Submitted by Chris Tomkins
6 min 12 sec
It starts out in a familiar place—two burglars raiding an unoccupied house. Just as they enter the living room, both criminals are staggered by the enormous movie collection that towers over them. For a fleeting moment, the pair forget their heist and find themselves critically discussing the quality of the original Ocean’s 11 versus the remake. The two thieves play extremely well off of each other, and their conversations about popular movies belong in a Tarantino film.
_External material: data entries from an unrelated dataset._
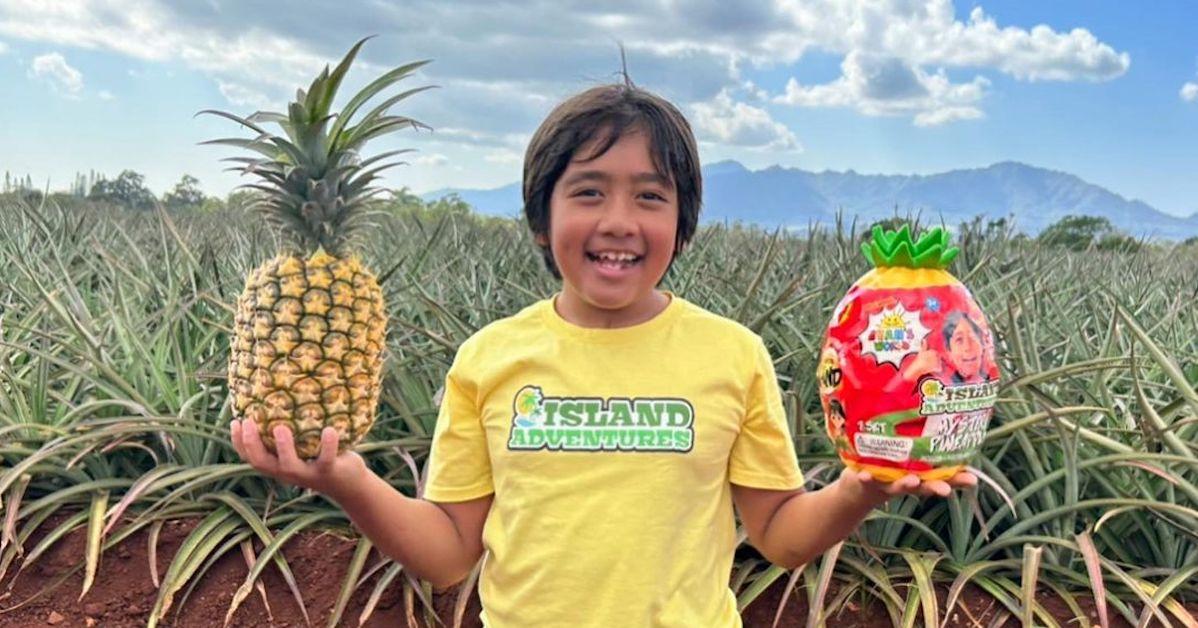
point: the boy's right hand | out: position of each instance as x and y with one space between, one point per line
328 472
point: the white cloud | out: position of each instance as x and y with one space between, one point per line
896 56
739 124
53 68
504 157
1190 92
947 114
689 53
878 86
242 96
430 159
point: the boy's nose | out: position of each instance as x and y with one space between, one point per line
618 218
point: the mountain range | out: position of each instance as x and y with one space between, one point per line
791 197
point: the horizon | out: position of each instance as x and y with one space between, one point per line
1106 94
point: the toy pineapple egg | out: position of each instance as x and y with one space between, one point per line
907 376
310 325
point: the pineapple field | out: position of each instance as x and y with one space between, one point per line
115 330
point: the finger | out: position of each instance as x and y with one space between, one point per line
936 487
905 484
285 448
235 438
963 478
328 441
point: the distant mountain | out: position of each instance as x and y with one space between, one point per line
776 195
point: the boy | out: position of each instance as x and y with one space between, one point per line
594 442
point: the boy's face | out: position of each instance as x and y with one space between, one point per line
612 228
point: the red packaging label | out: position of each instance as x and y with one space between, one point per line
907 376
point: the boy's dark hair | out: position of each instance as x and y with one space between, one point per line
605 114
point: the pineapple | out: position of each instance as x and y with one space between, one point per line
907 375
309 328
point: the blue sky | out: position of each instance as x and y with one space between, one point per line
1103 90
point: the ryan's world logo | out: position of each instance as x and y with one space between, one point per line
597 424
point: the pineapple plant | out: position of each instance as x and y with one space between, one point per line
309 328
907 376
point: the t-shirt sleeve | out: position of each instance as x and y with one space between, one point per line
459 463
763 453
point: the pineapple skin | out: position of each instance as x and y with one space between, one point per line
307 350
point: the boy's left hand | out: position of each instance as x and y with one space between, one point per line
863 483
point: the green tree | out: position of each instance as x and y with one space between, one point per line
127 189
186 194
1079 233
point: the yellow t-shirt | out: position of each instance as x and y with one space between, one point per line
610 453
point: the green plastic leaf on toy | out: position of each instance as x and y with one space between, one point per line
897 248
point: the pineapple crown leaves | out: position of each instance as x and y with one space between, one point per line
890 248
313 185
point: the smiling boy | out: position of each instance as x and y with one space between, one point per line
593 445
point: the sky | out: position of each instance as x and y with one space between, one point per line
1107 91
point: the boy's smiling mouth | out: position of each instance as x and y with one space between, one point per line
613 260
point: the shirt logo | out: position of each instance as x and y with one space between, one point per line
597 424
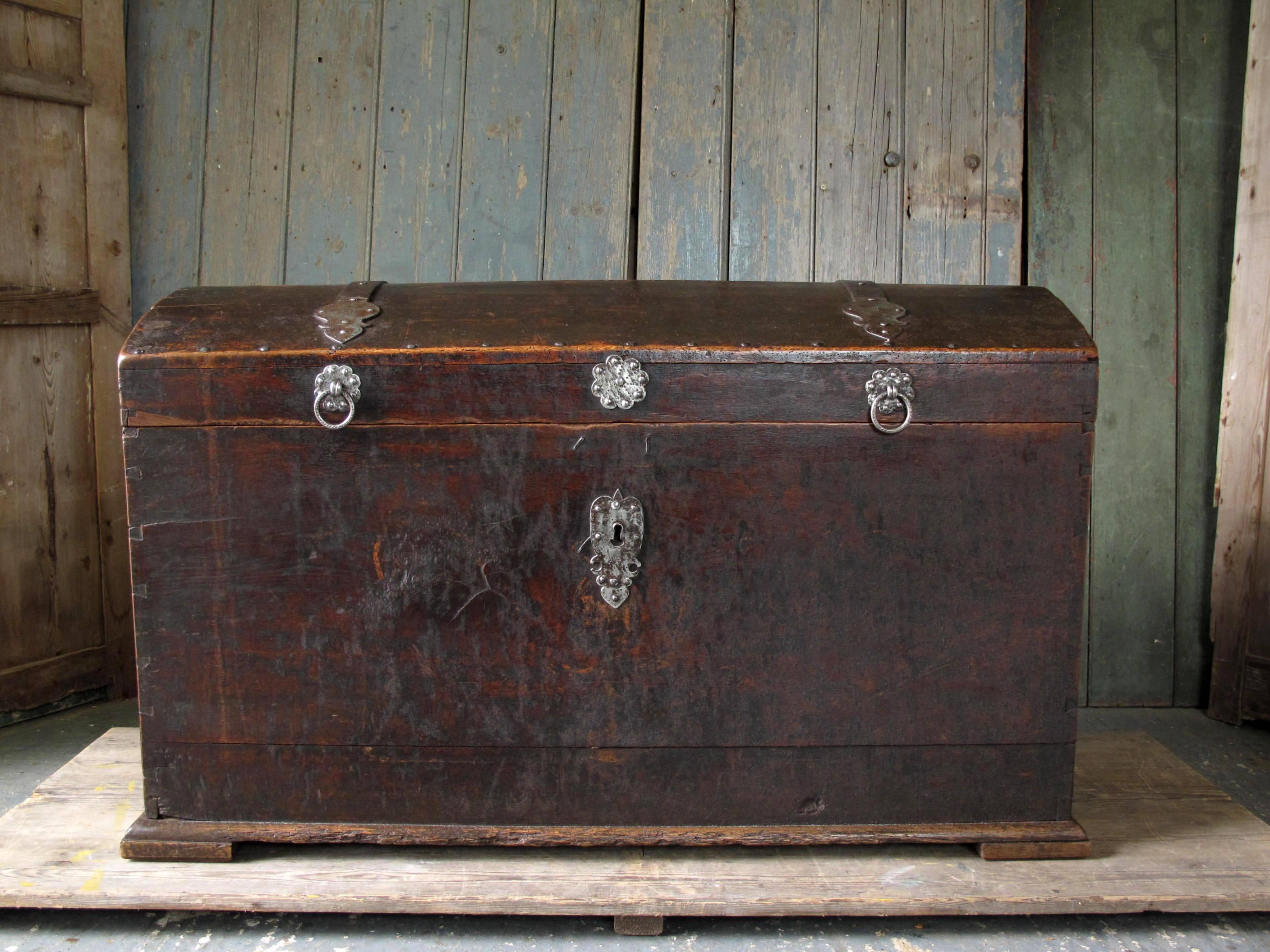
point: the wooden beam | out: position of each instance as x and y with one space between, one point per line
106 173
1241 451
24 305
685 141
1212 58
47 87
52 678
65 8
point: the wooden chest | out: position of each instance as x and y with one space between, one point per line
607 563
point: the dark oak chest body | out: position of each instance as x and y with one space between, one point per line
804 630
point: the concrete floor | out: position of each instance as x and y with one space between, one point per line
1235 760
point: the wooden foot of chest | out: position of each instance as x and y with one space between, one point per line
638 925
205 841
1037 850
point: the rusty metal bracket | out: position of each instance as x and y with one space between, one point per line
870 310
345 318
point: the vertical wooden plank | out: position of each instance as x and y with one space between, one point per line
685 137
333 141
859 87
505 146
1245 405
1004 159
244 229
106 173
773 140
168 56
590 167
1212 54
42 155
49 568
945 133
42 211
1061 168
423 61
1136 325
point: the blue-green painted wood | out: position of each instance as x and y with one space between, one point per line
248 142
685 137
945 141
422 70
591 164
1212 52
505 140
168 49
859 87
1003 162
333 141
1061 168
1136 325
773 140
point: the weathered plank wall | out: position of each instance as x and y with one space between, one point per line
1135 111
65 590
799 140
475 140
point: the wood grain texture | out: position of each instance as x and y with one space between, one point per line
168 50
591 167
859 88
1212 58
1061 169
162 832
38 42
1191 848
1037 850
945 141
50 560
244 228
1135 299
211 663
1004 158
580 321
774 114
47 87
423 65
559 393
106 176
42 153
685 140
505 146
333 141
1242 445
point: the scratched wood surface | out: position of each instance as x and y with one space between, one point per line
1164 838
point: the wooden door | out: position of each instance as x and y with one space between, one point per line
65 601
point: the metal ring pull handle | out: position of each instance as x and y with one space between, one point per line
336 390
888 391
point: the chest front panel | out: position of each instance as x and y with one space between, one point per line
798 584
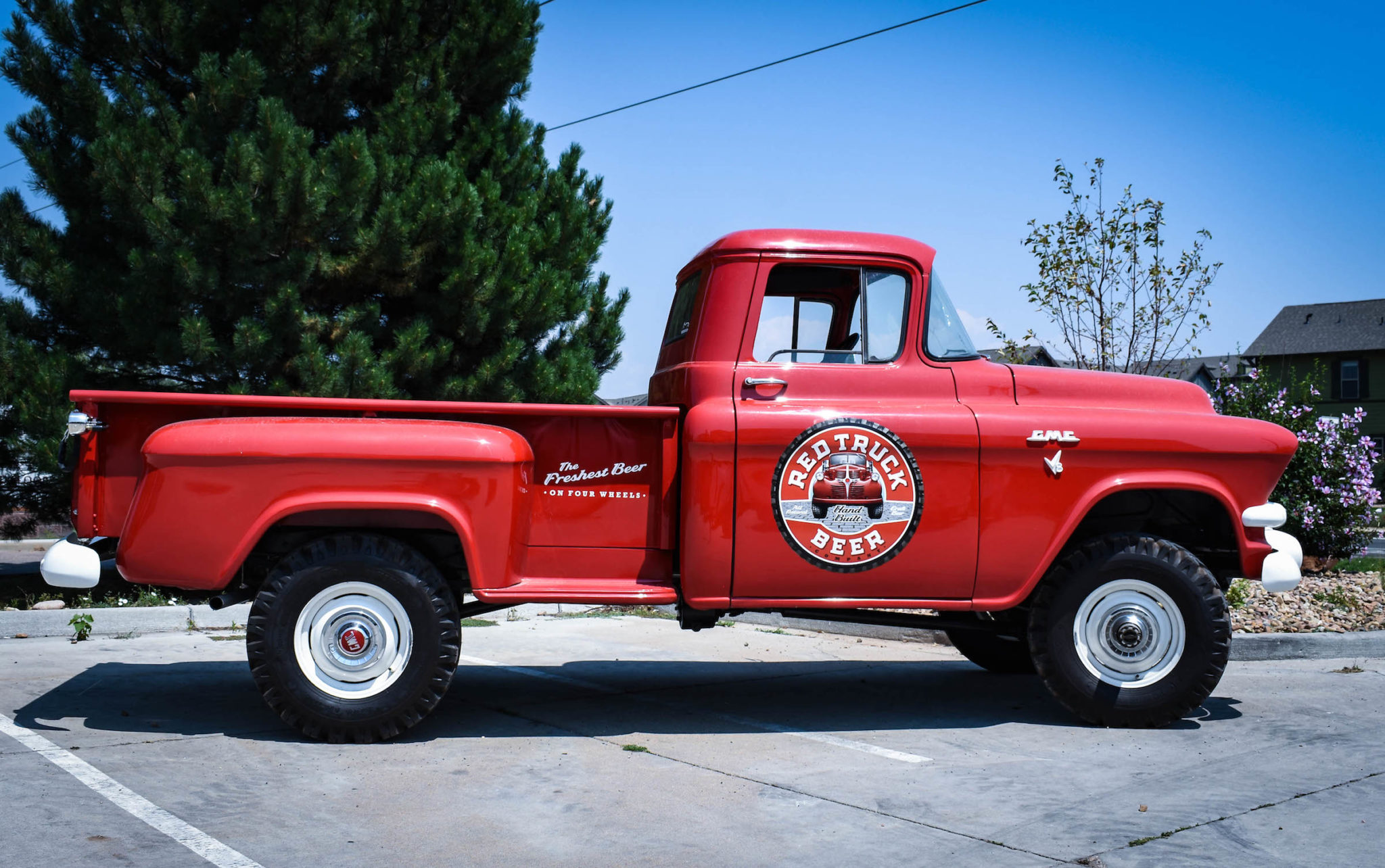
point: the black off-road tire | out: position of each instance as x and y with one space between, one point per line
1169 568
415 583
1007 655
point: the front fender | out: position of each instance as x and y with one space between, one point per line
212 487
997 592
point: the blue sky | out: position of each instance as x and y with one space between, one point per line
1263 122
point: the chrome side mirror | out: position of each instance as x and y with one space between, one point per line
80 423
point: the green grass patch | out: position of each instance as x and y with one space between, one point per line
1238 594
1371 564
1337 597
1169 834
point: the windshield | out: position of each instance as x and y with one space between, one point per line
946 335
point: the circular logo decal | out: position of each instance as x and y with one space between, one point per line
847 495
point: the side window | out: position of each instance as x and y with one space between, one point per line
680 316
887 299
793 323
832 314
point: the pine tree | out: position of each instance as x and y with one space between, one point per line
304 197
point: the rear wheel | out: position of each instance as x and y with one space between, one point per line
993 652
354 637
1131 630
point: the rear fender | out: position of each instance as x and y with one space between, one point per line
212 487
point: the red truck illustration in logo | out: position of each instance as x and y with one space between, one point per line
848 479
847 495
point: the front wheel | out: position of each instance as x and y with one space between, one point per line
1131 630
354 637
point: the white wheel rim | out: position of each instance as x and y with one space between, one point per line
1129 633
354 640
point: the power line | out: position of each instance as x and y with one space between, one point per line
674 93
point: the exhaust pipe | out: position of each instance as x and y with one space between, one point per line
229 598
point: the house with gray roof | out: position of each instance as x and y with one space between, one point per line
1344 342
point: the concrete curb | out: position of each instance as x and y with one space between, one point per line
26 544
1308 646
133 621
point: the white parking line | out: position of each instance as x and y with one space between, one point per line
124 798
745 721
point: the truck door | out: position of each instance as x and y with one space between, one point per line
856 464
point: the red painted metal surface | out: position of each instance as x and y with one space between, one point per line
639 504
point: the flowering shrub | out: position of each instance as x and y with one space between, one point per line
1329 487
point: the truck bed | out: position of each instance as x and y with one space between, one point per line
600 490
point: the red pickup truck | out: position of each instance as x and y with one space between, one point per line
1081 525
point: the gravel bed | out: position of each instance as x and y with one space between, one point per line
1323 602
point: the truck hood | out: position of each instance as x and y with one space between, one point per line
1039 387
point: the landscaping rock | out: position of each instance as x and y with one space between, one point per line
1323 602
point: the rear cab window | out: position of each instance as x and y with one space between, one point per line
832 314
680 316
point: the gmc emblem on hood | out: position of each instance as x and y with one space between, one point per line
1065 438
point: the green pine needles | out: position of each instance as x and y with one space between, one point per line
331 197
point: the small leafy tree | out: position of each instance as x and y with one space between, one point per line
1328 487
1107 284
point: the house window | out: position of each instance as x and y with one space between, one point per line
1349 385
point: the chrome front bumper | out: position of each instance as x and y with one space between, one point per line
1282 566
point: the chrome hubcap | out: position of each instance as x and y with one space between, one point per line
354 640
1129 633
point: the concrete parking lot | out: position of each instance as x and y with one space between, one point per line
758 749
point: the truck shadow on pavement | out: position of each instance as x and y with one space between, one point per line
593 698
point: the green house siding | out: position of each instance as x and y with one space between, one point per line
1283 368
1287 368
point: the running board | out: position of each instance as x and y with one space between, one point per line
897 619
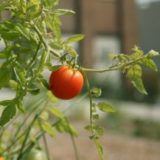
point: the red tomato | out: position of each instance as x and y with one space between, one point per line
66 82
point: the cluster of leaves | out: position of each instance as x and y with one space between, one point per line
131 65
31 36
32 40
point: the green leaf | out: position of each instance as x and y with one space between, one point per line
134 74
61 12
105 107
70 50
56 24
152 54
150 64
47 127
7 114
99 149
7 102
54 68
4 76
64 126
96 92
74 38
56 112
138 84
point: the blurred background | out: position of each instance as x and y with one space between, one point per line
115 26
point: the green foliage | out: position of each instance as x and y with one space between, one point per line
33 42
131 65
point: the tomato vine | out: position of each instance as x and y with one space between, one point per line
33 42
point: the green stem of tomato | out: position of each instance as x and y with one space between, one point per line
26 137
45 141
113 67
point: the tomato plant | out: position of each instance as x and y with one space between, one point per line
35 154
66 82
33 42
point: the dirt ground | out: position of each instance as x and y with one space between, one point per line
116 147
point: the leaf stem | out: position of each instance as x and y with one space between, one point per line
113 67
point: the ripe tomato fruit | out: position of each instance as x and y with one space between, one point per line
66 83
35 154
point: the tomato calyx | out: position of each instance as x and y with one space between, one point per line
66 82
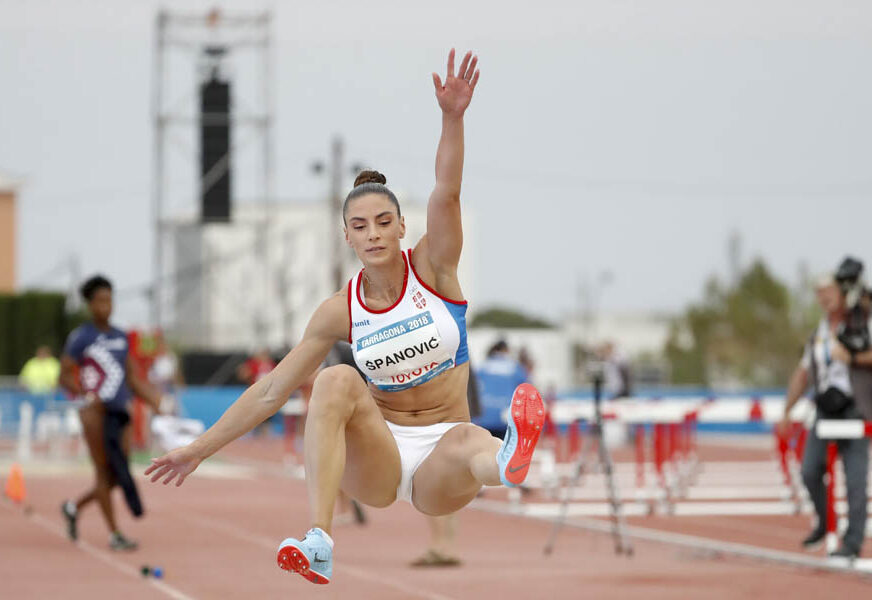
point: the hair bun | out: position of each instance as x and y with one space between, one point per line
370 177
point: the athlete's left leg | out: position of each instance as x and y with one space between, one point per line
468 457
462 462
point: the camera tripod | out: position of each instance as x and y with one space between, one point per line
623 545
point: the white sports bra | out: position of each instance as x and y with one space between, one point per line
421 336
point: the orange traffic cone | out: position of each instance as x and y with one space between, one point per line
15 489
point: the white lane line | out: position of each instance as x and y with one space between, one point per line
107 558
704 544
270 544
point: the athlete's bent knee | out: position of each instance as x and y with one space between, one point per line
335 387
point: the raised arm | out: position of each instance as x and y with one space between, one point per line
444 238
264 398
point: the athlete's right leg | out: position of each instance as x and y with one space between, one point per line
91 417
347 444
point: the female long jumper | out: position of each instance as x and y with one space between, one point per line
405 433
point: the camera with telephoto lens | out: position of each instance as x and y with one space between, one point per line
854 332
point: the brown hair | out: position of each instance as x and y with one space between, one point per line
370 182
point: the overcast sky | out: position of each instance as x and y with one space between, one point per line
610 135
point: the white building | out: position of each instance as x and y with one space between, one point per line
254 283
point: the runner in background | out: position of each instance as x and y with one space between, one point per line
166 374
97 368
498 377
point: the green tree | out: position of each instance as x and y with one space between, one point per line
507 318
748 334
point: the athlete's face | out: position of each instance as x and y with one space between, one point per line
373 229
100 304
830 298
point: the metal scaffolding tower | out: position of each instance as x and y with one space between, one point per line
189 48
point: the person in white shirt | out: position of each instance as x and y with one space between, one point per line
826 367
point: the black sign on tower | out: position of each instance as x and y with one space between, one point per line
215 156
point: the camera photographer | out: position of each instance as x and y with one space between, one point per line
837 364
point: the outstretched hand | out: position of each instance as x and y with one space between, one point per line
455 94
180 462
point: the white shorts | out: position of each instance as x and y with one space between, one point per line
415 445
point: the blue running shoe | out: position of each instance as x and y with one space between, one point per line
526 418
312 558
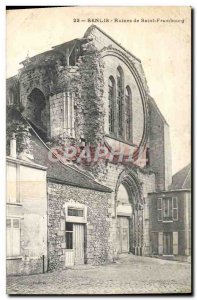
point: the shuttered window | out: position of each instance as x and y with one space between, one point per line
13 237
69 235
160 242
175 208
Plus, it’s all done in melodious accents that make your ears feel like they’ve been swabbed with velvet Q-Tips.
Life According to Penny
Submitted by Ali Barr
18 min 48 sec
Filmed against the rural backdrop of Kamas, Utah, Life According to Penny tells the story of the Blightworth Home for Girls and its twisted headmaster. Penny is inspired by the Biblical tale of David and Goliath, which prompts her to make a getaway with her mentally disabled roommate. After speaking with Ali, I learned that this film was a family affair—her daughter Stefania both starred in the film and composed its music—and they hope to evolve this story into a feature film, which would provide ample opportunity to explore more of this dark and unexpectedly heroic territory. Given the fact that their film took home the Best Utah Short award, I’d say they’re off to a good start.
Submitted by Ahmad Saleh
3 min 52 sec
Saleh’s stop-motion animated short condenses the history of the Palestine-Israel conflict into a hauntingly dark allegory. Ulrich Fuchs’s world-weary voiceover tells the story of a family who owned a house that is eventually overtaken by a guest and his new way of life, which resulted in the family’s exile to the roof. It made me realize how little I knew about the conflict between these two groups of people, and the film’s stripped-down narrative sheds light on a situation that is akin to the colonization of America and the displacement of the Native American population.